SA-SGLD: Adaptive MCMC Sampling

Updated 19 November 2025

SA-SGLD is an adaptive MCMC method that employs time-rescaling to adjust stepsizes based on local gradient norms for unbiased posterior sampling.
It enhances stability and mixing in high-dimensional models, effectively managing varying curvature in Bayesian neural networks.
The algorithm guarantees ergodicity with controlled discretization bias, offering a robust alternative to conventional SGLD and pSGLD.
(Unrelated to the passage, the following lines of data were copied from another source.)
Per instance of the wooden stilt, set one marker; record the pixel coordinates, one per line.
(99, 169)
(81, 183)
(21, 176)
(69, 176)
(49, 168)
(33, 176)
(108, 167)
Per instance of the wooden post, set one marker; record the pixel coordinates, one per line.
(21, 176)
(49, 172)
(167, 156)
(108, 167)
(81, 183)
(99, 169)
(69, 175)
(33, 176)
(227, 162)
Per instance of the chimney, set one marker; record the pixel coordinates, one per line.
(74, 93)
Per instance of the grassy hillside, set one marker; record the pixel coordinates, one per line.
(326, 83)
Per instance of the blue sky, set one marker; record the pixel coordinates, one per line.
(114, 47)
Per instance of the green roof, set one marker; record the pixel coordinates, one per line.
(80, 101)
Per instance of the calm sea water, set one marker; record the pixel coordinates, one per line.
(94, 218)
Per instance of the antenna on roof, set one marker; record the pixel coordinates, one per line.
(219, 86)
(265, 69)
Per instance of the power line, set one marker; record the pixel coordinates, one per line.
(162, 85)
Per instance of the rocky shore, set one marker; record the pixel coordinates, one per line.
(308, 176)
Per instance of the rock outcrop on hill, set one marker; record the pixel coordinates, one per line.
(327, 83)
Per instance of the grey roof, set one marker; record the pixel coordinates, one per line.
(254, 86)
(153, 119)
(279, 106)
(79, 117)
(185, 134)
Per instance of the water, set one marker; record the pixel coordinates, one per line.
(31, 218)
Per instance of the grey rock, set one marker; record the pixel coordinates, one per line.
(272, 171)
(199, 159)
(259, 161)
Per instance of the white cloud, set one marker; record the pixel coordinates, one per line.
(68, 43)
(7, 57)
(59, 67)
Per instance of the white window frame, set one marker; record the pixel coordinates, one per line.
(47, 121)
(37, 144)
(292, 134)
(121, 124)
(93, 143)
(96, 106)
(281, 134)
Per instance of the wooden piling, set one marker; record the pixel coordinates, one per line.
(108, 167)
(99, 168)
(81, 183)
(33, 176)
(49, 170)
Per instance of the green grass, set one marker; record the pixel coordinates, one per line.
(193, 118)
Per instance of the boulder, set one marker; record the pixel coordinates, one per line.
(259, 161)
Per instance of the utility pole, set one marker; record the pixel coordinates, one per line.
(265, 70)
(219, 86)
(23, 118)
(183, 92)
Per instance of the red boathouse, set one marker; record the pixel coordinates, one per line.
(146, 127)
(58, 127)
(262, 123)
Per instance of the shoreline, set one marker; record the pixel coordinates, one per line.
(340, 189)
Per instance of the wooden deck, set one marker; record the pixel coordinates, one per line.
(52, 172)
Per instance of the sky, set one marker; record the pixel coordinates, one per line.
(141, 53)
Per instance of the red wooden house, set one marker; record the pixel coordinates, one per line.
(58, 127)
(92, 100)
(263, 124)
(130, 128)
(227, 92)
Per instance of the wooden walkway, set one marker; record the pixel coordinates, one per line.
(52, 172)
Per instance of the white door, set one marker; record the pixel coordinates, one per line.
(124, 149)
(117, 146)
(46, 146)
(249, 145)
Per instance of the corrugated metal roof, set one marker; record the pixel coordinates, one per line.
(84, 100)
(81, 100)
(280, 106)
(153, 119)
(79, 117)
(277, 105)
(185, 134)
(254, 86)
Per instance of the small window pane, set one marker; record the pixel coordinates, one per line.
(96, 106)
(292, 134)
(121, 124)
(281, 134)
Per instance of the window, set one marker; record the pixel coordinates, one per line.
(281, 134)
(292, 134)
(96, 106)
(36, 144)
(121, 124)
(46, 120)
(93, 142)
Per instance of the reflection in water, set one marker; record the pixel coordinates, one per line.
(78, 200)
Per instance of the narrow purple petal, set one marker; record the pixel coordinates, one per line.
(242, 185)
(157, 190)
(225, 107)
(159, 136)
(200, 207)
SA-SGLD (Stochastic Adams-Stochastic Gradient Langevin Dynamics) refers to an adaptive, time-rescaled Markov chain Monte Carlo (MCMC) algorithm designed for efficient Bayesian posterior sampling in high-dimensional parameter spaces such as Bayesian neural networks (BNNs). SA-SGLD leverages the methodology of time rescaling, adaptively modulating the discretization stepsize based on the local geometry of the posterior landscape as measured by stochastic gradients. This mechanism enables robust, unbiased approximation of the correct invariant measure, addressing challenges of stability, mixing, and tuning complexity inherent to classical SGLD and preconditioned variants (Rajpal et al., 11 Nov 2025).
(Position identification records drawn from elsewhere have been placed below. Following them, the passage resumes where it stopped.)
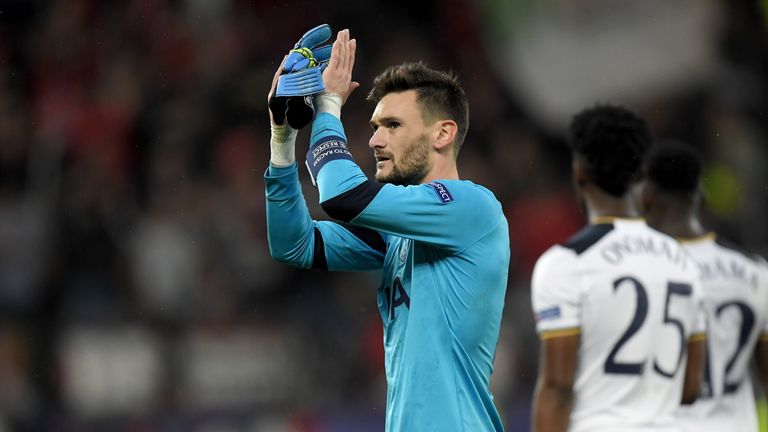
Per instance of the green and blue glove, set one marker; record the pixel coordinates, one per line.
(301, 79)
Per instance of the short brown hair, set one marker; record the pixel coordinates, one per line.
(438, 92)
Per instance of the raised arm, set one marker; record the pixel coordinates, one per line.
(451, 214)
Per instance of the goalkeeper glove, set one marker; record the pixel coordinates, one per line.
(301, 78)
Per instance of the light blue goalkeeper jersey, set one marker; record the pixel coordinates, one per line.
(443, 249)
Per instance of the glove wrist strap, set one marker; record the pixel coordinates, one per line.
(283, 146)
(330, 103)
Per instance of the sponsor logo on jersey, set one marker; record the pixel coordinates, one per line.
(442, 192)
(404, 246)
(549, 313)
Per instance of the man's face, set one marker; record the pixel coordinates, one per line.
(400, 140)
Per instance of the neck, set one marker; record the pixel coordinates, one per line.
(602, 204)
(680, 222)
(442, 172)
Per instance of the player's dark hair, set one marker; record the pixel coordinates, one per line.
(439, 93)
(611, 142)
(674, 167)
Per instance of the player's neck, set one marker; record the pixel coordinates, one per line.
(680, 223)
(441, 172)
(600, 204)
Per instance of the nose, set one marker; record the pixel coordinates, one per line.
(377, 140)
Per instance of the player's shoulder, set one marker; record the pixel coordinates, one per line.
(727, 246)
(463, 193)
(587, 237)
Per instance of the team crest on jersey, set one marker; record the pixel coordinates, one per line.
(549, 313)
(404, 246)
(442, 192)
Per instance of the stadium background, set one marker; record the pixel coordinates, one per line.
(136, 289)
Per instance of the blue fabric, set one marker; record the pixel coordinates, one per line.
(444, 277)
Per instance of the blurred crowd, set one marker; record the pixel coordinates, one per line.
(136, 288)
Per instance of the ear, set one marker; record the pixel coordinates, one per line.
(579, 174)
(643, 196)
(445, 133)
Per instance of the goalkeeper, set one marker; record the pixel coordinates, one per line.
(442, 243)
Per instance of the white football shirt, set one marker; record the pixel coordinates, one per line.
(735, 288)
(633, 295)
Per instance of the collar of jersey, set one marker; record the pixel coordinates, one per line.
(710, 236)
(599, 220)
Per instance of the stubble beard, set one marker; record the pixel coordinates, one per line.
(412, 166)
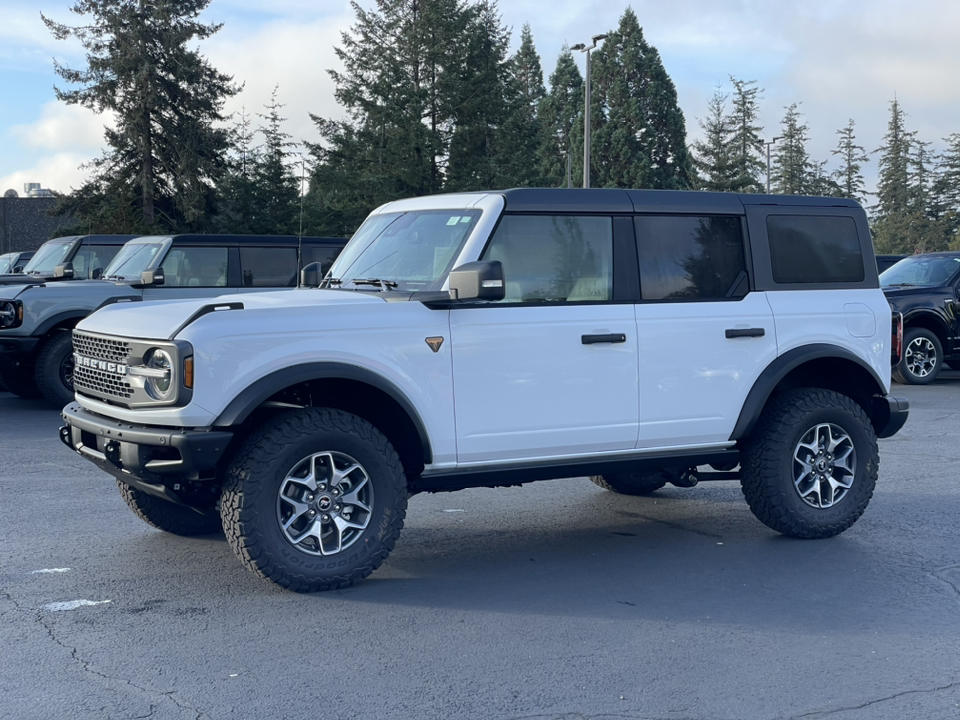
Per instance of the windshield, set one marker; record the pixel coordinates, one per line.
(921, 270)
(48, 257)
(412, 249)
(131, 261)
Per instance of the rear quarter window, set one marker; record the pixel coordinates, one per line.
(814, 249)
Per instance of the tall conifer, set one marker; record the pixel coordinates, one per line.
(168, 146)
(639, 137)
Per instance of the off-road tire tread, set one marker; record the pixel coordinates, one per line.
(264, 447)
(167, 516)
(762, 455)
(48, 378)
(630, 483)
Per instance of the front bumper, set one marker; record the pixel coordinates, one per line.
(889, 415)
(144, 456)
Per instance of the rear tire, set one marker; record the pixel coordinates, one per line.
(810, 466)
(644, 483)
(53, 371)
(314, 500)
(167, 516)
(922, 357)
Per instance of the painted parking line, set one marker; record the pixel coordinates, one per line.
(73, 605)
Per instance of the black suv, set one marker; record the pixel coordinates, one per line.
(925, 289)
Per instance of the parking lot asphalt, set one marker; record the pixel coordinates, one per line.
(553, 600)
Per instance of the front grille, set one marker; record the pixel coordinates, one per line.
(101, 348)
(94, 382)
(91, 381)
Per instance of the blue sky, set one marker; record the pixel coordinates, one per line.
(840, 59)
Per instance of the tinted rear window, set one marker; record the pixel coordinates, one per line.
(810, 249)
(689, 257)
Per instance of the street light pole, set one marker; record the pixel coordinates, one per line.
(768, 160)
(586, 107)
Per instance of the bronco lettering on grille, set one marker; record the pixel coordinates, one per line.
(103, 365)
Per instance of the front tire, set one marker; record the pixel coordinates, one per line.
(53, 371)
(314, 500)
(810, 466)
(922, 358)
(640, 483)
(167, 516)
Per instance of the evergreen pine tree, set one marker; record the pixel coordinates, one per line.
(404, 63)
(638, 131)
(892, 211)
(481, 103)
(558, 117)
(168, 148)
(792, 169)
(848, 176)
(236, 190)
(746, 142)
(276, 188)
(713, 155)
(521, 133)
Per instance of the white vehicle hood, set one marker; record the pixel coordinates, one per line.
(165, 318)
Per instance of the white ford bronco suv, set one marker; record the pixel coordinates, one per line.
(496, 338)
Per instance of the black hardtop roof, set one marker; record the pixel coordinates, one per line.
(96, 239)
(212, 238)
(614, 200)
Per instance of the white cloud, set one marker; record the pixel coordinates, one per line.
(293, 56)
(60, 172)
(63, 127)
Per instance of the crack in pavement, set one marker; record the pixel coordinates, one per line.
(86, 665)
(949, 575)
(869, 703)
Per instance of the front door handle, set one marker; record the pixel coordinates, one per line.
(609, 337)
(744, 332)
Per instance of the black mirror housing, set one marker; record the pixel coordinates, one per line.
(152, 277)
(477, 281)
(311, 275)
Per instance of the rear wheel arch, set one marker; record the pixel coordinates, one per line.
(823, 366)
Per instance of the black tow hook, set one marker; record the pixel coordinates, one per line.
(66, 437)
(685, 478)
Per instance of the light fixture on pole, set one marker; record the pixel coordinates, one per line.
(586, 107)
(779, 137)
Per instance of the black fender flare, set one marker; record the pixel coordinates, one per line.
(51, 322)
(779, 369)
(260, 391)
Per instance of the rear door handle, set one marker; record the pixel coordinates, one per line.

1. Foundations and Motivation

Stochastic Gradient Langevin Dynamics (SGLD) is a method for sampling from posteriors of the form $p(\theta|D) \propto \exp\{-U(\theta)\}$ , where $U(\theta)$ comprises both negative log-likelihood and log-prior terms. The overdamped Langevin diffusion is

$d\theta = -\nabla U(\theta)\,dt + \sqrt{2\,\beta^{-1}}\,dW(t)$

with invariant density proportional to $e^{-\beta U(\theta)}$ . In practice, SGLD applies an Euler–Maruyama discretization:

$\theta_{n+1} = \theta_n - \epsilon_n\,\nabla\tilde U(\theta_n) + \sqrt{2\epsilon_n\beta^{-1}}\,\xi_{n+1}$

where $\xi_{n+1} \sim \mathcal{N}(0,I)$ and $\nabla\tilde U$ is a mini-batch stochastic gradient. Most applications forgo vanishing stepsizes in favor of a fixed $\epsilon$ , risking a tradeoff between poor mixing in flat regions and instability in high-curvature regions.
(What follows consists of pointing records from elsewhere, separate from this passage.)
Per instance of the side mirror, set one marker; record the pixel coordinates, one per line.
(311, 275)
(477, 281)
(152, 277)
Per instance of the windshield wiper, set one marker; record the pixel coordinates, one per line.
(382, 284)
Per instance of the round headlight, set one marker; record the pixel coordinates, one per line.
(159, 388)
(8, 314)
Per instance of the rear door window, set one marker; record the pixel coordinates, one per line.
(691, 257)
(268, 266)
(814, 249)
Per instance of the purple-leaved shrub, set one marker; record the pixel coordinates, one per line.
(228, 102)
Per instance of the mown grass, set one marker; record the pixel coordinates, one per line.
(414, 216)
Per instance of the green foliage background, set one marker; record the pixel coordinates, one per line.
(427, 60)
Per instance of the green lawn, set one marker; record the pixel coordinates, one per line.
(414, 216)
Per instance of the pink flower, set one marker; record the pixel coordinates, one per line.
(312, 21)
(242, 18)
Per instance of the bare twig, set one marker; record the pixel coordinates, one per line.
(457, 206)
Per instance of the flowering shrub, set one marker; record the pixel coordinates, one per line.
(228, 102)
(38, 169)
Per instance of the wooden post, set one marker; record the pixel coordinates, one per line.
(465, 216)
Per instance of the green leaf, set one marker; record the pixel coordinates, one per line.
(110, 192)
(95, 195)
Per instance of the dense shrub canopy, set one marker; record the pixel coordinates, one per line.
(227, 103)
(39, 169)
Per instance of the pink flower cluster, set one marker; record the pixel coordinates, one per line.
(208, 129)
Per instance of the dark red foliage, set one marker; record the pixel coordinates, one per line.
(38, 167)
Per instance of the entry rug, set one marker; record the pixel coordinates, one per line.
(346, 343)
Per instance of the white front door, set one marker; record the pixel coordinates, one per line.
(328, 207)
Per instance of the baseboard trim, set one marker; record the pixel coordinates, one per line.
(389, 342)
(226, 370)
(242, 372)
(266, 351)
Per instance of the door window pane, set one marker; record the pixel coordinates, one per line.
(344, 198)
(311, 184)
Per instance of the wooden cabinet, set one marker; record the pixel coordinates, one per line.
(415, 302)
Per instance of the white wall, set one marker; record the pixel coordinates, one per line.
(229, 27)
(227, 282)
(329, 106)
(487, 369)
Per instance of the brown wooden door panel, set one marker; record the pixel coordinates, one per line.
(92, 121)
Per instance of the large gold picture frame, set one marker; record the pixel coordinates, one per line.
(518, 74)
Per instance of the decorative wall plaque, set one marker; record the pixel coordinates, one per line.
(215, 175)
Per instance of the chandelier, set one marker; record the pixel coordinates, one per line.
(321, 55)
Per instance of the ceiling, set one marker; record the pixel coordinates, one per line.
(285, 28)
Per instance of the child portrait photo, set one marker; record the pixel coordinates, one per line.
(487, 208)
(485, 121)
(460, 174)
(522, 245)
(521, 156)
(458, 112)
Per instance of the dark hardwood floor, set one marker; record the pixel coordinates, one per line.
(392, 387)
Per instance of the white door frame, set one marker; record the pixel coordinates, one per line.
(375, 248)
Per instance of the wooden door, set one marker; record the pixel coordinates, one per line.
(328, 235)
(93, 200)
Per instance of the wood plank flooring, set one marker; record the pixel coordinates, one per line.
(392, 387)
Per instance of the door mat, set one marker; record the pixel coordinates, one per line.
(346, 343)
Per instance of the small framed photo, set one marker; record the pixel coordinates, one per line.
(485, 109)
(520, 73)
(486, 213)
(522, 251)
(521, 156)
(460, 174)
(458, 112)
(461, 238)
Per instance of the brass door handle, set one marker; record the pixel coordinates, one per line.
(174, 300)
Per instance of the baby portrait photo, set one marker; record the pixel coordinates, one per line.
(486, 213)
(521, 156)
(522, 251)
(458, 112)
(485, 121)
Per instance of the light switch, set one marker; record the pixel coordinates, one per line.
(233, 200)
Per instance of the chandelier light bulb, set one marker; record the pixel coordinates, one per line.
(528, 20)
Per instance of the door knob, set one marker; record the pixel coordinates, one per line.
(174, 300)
Preconditioned SGLD (pSGLD) seeks to address curvature sensitivity by using a diagonal metric $G_n$ (often RMSprop-style), replacing $\epsilon I$ with $\epsilon G_n^{-1}$ . However, omitting the necessary divergence correction term $Γ(\theta)_i = \sum_j \partial_j G_{ij}^{-1}(\theta)$ in high dimensions breaks detailed balance and induces bias—an issue insurmountable at scale due to the term's $O(d^2)$ cost.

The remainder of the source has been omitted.